Placebo Pets: The Best Pet Ever by Victoria Roberts
It's a classic conversation that almost all children and parents have somewhere along the line. Unlike some kids, this little girl takes her mom's provisional "We'll see," seriously. Setting out to prove that she's got the right stuff to take care of a pet, she undertakes a series of trial adoptions.
First it's a rock she names "Fluffy." She takes Fluffy for a walk, although he's apparently not in the least leash-trained. Then he somehow seems to earn the privilege of walking off-leash, but fails in his part of the deal when he makes his escape down a steep hill.
The girl turns to a single glove she finds. It has its appeal: it's soft and woolly and looks cute in its cozy basket. And named "Nibbles," it lives up to its moniker by agreeably consuming everything the little girl stuffs it with--acorns and leaves mostly--for a couple of days, until Nibbles apparently reaches her capacity.
Then the prospective pet owner finds a candy wrapper and submerges it in a handy clear glass fruit bowl in the kitchen. Filled with water, the sinuous wrapper, christened "Swishy," obligingly swims around and around when its owner swirls the liquid, twisting and turning cheerfully for a day or so until sogginess sets in.
Finally, the girl seems to have found the perfect substitute pet--a red balloon which she names "Bruce." Bruce gets a cheery black marker face and filled with static electricity, clings to the girl when he's warmly hugged. It looks like Bruce is the best pet yet, until...
Now the girl is sad. Bruce was the best pet yet, but now he's a popped pet!
"Oh, that's a shame! Maybe we can find another pet for you to play with," Mom says.
And there, in the kitchen, is an interesting looking brown box, with big, round holes cut in the sides. What could be inside?

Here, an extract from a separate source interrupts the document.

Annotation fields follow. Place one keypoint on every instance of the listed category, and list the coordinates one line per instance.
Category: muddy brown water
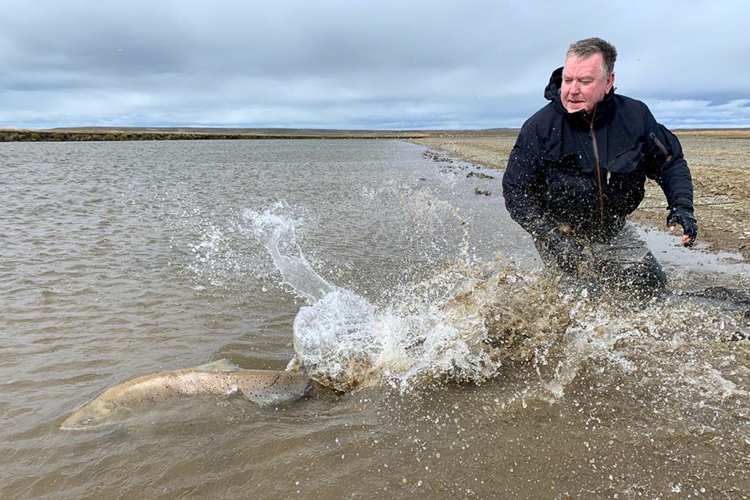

Victoria Roberts' The Best Pet Ever (Tiger Tales, 2010) is a neat imaginative take on the may-I-have-a-pet story. Written with a childlike simplicity and illustrated agreeably by Deborah Allbright, this book will intrigue kids with her improbable pinch-hit pets and empathize with this girl who proves she's worthy of the privilege, and it looks like Timmy is going to be one lucky little black-and-white kitty.